A few days later after reading this poem, I watched a June 2022 interview/conversation between Sandra Oh and Jung Ho-Yeon where Sandra Oh asked Jung Ho-Yeon about her care practices and then shared the following wisdom:
“I think when people are in extremely, amazing, privileged, heavy responsibility positions like this, your personal health, I realize, comes first. I realized that because honestly, I got sick. My whole body got very, very sick. Even though you keep on working, it’s like, oh I can’t sleep, oh my back hurts, I don’t know what’s wrong with my skin. These are the things that come in that you realise, that you learn….that I learnt. That I had to take care of my health first. That is not only your body, but it’s your soul as well.
Between that interview, the poetry collection and Olga Dies Dreaming I’ve been thinking a lot recently about the connection between joy, health, work and reshaping one’s patterns, and I have been trying to take steps to prioritize my health. This has crept into my television viewing, and even though I’ve watched a lot of wonderful television lately, I think the selections below have stuck with me because in some way they address this theme.
Here are some of my favourites:
A Little Bit of Hope (To Watch)
Hacks: I just finished Season 2 on Crave, and I thoroughly enjoyed this story about a seasoned comedian and a millennial comedy writer trying to work together to create something new. It’s funny, clever and eminently watchable. It’s also an example of the power of changing stimuli and one’s environment. When the younger comedy writer Ava for example realises she makes poor choices when upset, she downgrades her smartphone to a flip phone, stops drinking and removes the things that make her behave in ways that she regrets deeply afterwards. Overall, the writing is sharp, the characters are flawed, and it’s just very good.
Couples Therapy: While all seasons of this show are wonderful, the third and latest season of Couples Therapy on Crave shows four new couples sharing their therapy sessions with Dr Orna Guralnik. Every aspect of this show, from the actual therapy sessions, to her clinical sessions with her supervisor and her sessions with her peer group are fascinating, and it is both a masterclass in expert facilitation and inquiry and an example of what it can look like to explore your own personal patterns and attempt to forge new responses.
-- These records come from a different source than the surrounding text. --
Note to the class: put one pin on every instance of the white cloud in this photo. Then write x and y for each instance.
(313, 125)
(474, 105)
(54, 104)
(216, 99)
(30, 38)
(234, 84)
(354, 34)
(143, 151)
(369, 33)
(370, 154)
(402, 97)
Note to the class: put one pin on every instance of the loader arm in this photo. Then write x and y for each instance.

Ms Marvel: Streaming on Disney+ Ms Marvel is vibrant, unapologetic, and 16 year old me would have lost my mind watching this show. For me, this show is not about representation, it is about small moments where culture and faith are there as the backdrop of the story but they don’t need to be overly explained. So much of what is done well in this show is clearly through hiring well at the leadership level and then getting out of the way for people to staff their teams well and make confident creative choices that support what this specific story needs and what a story always needs to be told well. Above all, this show is joyful, and despite having never really having watched anything from the Marvel universe, I am very very here for it now.
A Little Bit of Hope (Reading)
Lessons on Chemistry by Bonnie Garmus: Set in the 50s and 60s, this book is about Elizabeth Zott, the host of an afternoon cooking show that takes women seriously and teaches women chemistry and how to make dinner at the same time. A lot of the elements of this story felt too much when layered together, but I really loved the main character (and really all the positive characters), and the love story between equals.
What are you reading this June? Are you watching Ms Marvel? I’d love to hear from you.